The human element forms the third critical layer. Cybersecurity awareness must permeate the entire organisation, from clinicians to administrative staff. Every employee serves as a potential first line of defence. The threat landscape has grown more sophisticated with AI-enabled deepfakes creating highly convincing phishing attempts. Regular training and testing programmes are essential to maintain cyber awareness across all staff levels.
Ultimately, theoretical preparedness must be validated through realistic testing. Organisations need to simulate scenarios like ransomware attacks that disrupt patient care systems. The first real test should not occur during an actual crisis.
What does/should an effective response framework look like?
I would strongly recommend that security teams avoid treating cybersecurity as a separate, specialised domain. Most hospitals already have well-established emergency response frameworks and rather than creating parallel systems, cybersecurity should integrate seamlessly into these existing risk management structures.

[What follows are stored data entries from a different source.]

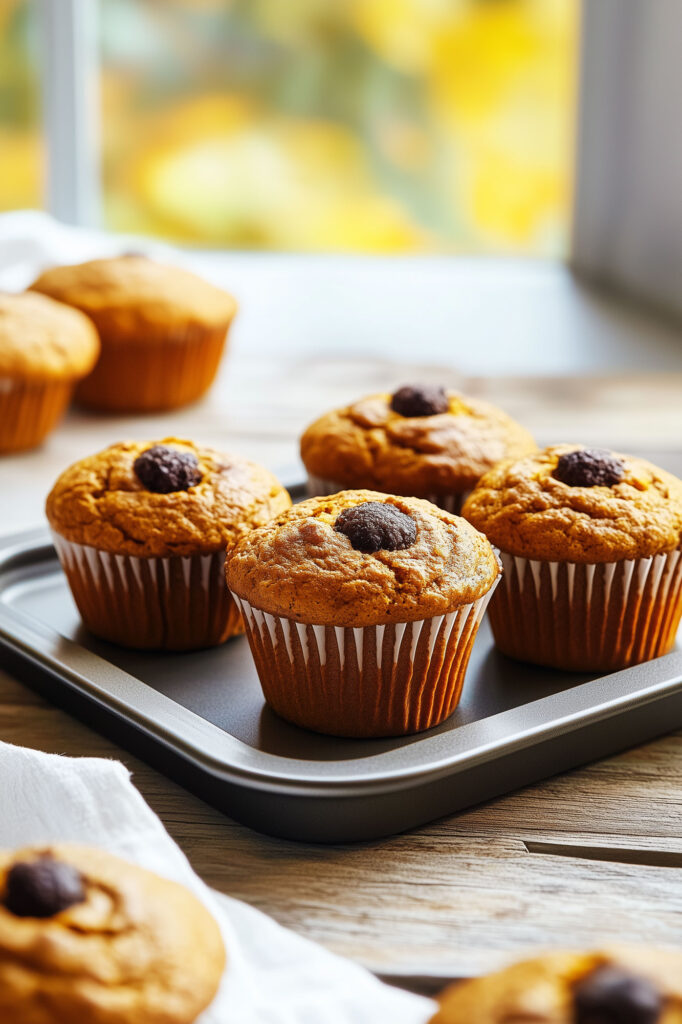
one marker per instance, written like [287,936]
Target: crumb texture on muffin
[41,339]
[130,294]
[137,949]
[544,990]
[301,566]
[524,510]
[101,502]
[369,444]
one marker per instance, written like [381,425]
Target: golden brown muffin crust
[541,991]
[367,444]
[138,950]
[41,339]
[299,566]
[132,295]
[524,510]
[99,501]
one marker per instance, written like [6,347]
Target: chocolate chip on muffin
[420,399]
[130,947]
[374,525]
[590,468]
[42,888]
[612,995]
[164,470]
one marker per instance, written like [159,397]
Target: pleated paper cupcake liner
[588,617]
[369,681]
[154,375]
[174,603]
[317,485]
[30,411]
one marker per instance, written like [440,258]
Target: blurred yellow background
[347,125]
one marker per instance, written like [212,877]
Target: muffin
[619,986]
[163,331]
[88,938]
[141,530]
[45,349]
[421,441]
[590,544]
[360,609]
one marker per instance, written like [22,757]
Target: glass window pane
[368,125]
[22,153]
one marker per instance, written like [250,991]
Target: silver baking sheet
[201,718]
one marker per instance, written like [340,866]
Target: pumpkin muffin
[617,986]
[360,609]
[45,349]
[590,543]
[422,441]
[141,530]
[163,330]
[86,937]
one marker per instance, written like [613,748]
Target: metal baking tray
[200,717]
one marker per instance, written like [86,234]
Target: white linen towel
[272,976]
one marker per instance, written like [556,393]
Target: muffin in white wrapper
[361,610]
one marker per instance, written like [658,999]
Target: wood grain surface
[587,857]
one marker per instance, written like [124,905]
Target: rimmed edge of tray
[224,756]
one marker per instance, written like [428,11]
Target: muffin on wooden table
[163,330]
[141,530]
[45,349]
[590,543]
[422,441]
[361,609]
[617,986]
[86,937]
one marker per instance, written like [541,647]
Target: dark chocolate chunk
[589,468]
[42,888]
[611,995]
[420,399]
[373,525]
[163,469]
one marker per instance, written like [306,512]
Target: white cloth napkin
[272,977]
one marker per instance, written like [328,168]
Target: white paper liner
[172,603]
[347,668]
[317,485]
[588,616]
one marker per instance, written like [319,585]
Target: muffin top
[637,986]
[43,339]
[159,499]
[131,294]
[361,558]
[87,936]
[420,440]
[579,505]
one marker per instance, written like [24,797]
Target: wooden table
[590,856]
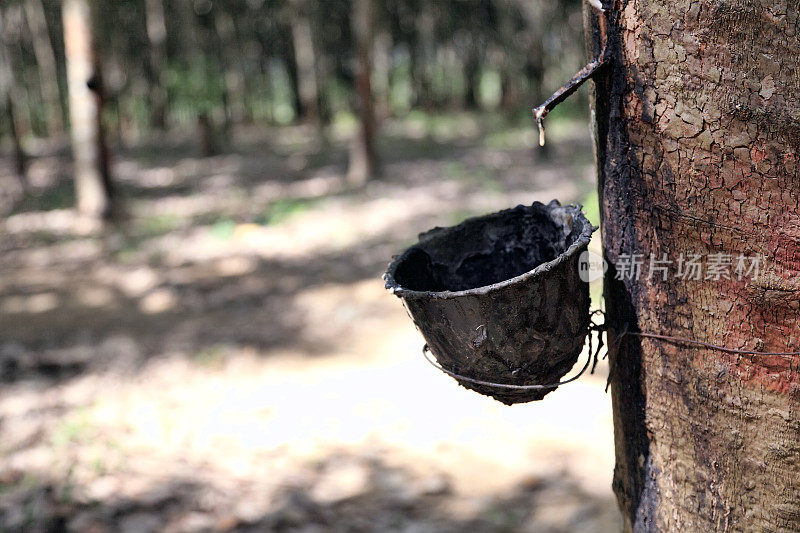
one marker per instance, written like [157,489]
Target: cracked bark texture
[697,129]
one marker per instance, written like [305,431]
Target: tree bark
[93,185]
[363,164]
[697,131]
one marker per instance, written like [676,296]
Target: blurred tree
[363,164]
[305,59]
[157,37]
[46,63]
[9,94]
[92,174]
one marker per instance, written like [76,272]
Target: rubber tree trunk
[363,164]
[697,131]
[92,175]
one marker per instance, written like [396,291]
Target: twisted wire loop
[426,350]
[705,344]
[599,329]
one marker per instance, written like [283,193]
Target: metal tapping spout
[587,72]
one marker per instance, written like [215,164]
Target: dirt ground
[226,359]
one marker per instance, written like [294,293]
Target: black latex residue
[484,251]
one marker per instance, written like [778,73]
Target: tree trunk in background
[8,94]
[422,56]
[472,77]
[92,175]
[305,59]
[46,63]
[157,37]
[363,161]
[382,74]
[698,136]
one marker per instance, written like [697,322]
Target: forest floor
[227,358]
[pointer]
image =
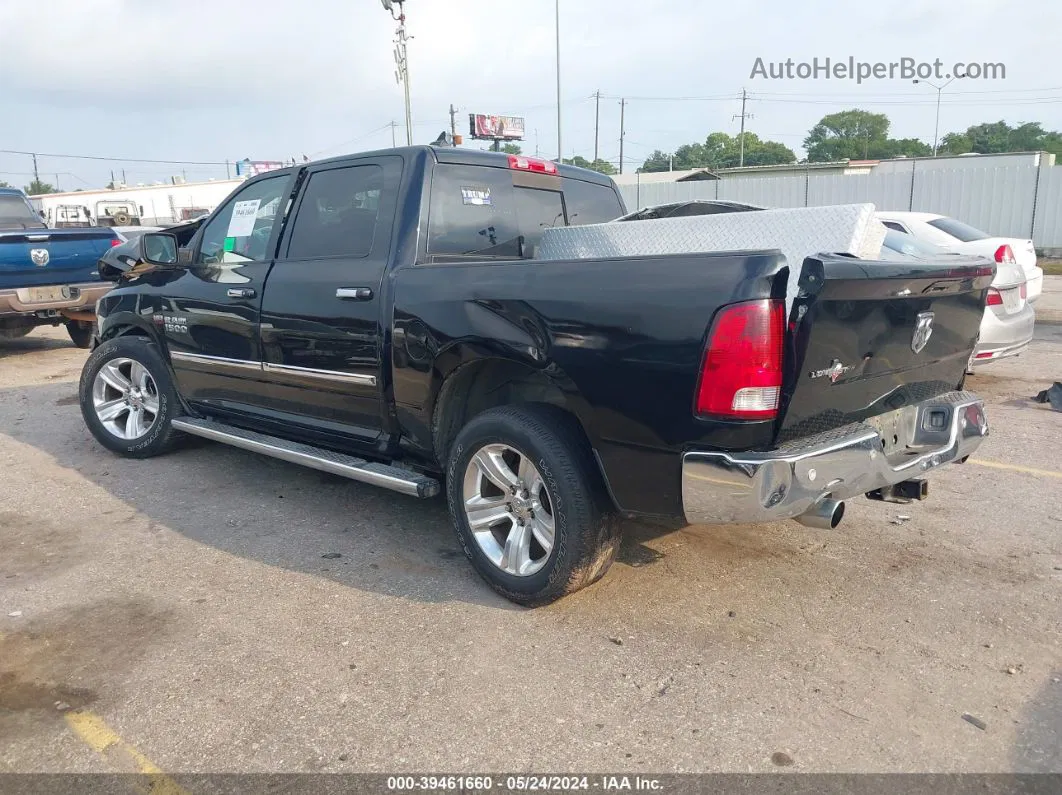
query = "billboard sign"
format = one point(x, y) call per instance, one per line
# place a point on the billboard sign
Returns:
point(496, 127)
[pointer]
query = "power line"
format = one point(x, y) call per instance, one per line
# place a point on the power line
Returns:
point(910, 93)
point(112, 159)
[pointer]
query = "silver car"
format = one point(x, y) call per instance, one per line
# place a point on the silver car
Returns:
point(1009, 318)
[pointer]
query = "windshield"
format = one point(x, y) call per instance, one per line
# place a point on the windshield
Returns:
point(957, 229)
point(15, 211)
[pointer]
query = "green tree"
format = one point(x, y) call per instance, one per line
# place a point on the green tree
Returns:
point(36, 188)
point(578, 160)
point(656, 161)
point(955, 143)
point(603, 166)
point(721, 151)
point(998, 137)
point(849, 135)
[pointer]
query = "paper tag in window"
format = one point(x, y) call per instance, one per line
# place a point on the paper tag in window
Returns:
point(478, 196)
point(242, 222)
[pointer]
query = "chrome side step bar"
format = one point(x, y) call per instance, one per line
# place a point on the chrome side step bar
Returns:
point(396, 479)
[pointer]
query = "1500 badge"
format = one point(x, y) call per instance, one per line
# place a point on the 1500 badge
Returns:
point(171, 323)
point(834, 372)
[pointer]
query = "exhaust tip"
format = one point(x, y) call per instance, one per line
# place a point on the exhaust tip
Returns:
point(824, 515)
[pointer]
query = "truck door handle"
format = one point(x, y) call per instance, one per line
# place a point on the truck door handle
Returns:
point(355, 293)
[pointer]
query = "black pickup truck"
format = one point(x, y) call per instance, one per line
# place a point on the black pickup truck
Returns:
point(382, 316)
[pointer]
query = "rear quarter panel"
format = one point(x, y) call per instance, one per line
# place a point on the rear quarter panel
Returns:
point(622, 339)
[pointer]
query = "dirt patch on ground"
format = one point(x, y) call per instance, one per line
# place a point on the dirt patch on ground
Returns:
point(62, 660)
point(33, 547)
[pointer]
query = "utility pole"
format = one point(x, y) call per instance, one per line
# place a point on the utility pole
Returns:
point(597, 121)
point(940, 89)
point(560, 145)
point(401, 59)
point(740, 136)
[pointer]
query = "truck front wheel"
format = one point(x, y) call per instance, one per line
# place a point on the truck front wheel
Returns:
point(528, 503)
point(127, 397)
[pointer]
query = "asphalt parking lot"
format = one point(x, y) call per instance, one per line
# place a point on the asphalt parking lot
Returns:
point(190, 612)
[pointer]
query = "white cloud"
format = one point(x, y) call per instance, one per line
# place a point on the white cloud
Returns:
point(210, 81)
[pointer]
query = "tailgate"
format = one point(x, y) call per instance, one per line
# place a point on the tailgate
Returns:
point(868, 338)
point(41, 257)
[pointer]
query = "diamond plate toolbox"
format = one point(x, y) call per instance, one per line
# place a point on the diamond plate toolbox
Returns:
point(799, 232)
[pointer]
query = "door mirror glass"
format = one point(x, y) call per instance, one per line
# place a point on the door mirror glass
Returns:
point(158, 248)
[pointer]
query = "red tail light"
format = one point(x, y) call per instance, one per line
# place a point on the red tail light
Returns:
point(741, 375)
point(519, 162)
point(1005, 256)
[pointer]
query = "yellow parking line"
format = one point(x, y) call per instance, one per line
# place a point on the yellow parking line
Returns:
point(1015, 468)
point(105, 742)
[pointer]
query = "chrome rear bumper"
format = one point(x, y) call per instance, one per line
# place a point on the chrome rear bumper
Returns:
point(754, 487)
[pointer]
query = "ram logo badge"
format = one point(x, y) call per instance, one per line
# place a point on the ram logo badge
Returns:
point(923, 330)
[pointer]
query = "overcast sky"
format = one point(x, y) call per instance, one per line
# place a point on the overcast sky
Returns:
point(275, 79)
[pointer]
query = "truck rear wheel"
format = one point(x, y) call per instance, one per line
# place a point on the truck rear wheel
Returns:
point(127, 397)
point(528, 504)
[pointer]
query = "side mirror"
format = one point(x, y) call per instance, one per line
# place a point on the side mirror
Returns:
point(158, 248)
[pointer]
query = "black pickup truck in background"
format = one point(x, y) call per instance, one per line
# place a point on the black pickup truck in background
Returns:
point(382, 316)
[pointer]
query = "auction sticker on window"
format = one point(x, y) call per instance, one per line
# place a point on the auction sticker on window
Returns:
point(242, 222)
point(478, 196)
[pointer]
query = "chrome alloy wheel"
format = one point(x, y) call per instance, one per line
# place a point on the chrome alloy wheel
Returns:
point(125, 398)
point(509, 510)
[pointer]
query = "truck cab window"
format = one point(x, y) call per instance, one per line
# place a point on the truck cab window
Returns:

The challenge lies in normalising cyber threats as just another operational risk, not some exceptional digital phenomenon. While security professionals might instinctively want bespoke solutions, we must recognise that crisis management principles remain consistent whether responding to a physical emergency or a cyberattack. The same crisis communication protocols should apply – involving public relations, legal counsel, executive leadership and, where appropriate, law enforcement.
Is there a role for government? What should the UK government be doing?
Government undoubtedly plays a crucial role in cybersecurity, with approaches varying across jurisdictions – from the Cybersecurity and Infrastructure Security Agency’s (CISA) efforts in the US to the UK’s participation in Five Eyes intelligence sharing. This global cooperation highlights the importance of public-private partnerships in threat intelligence dissemination.
The challenge lies in the disparity between large healthcare providers with dedicated security resources and smaller entities lacking such capabilities. While major hospitals may maintain their own threat intelligence programmes, most healthcare organisations simply cannot afford equivalent investments. They rely on government to share actionable intelligence and create safe reporting channels without punitive regulatory consequences.
Regulation presents something of a paradox. While necessary, an overly compliance-focused approach risks misaligning priorities – emphasising box-ticking over genuine security improvement. Government guidance should instead clearly communicate why specific measures matter and help private healthcare providers understand their security responsibilities while benefiting from state-level intelligence that would otherwise remain inaccessible.
Do you get a sense that the healthcare sector is starting to wake up to the threats?
The growing awareness of cybersecurity risks in healthcare has evolved significantly following several high-profile global breaches. The stakes extend far beyond financial considerations – at the heart of this lies patient trust. When individuals share their most sensitive data, including genomic information and family medical histories, they require absolute confidence in its protection. This trust forms the foundation of patient-provider relationships and influences healthcare choices.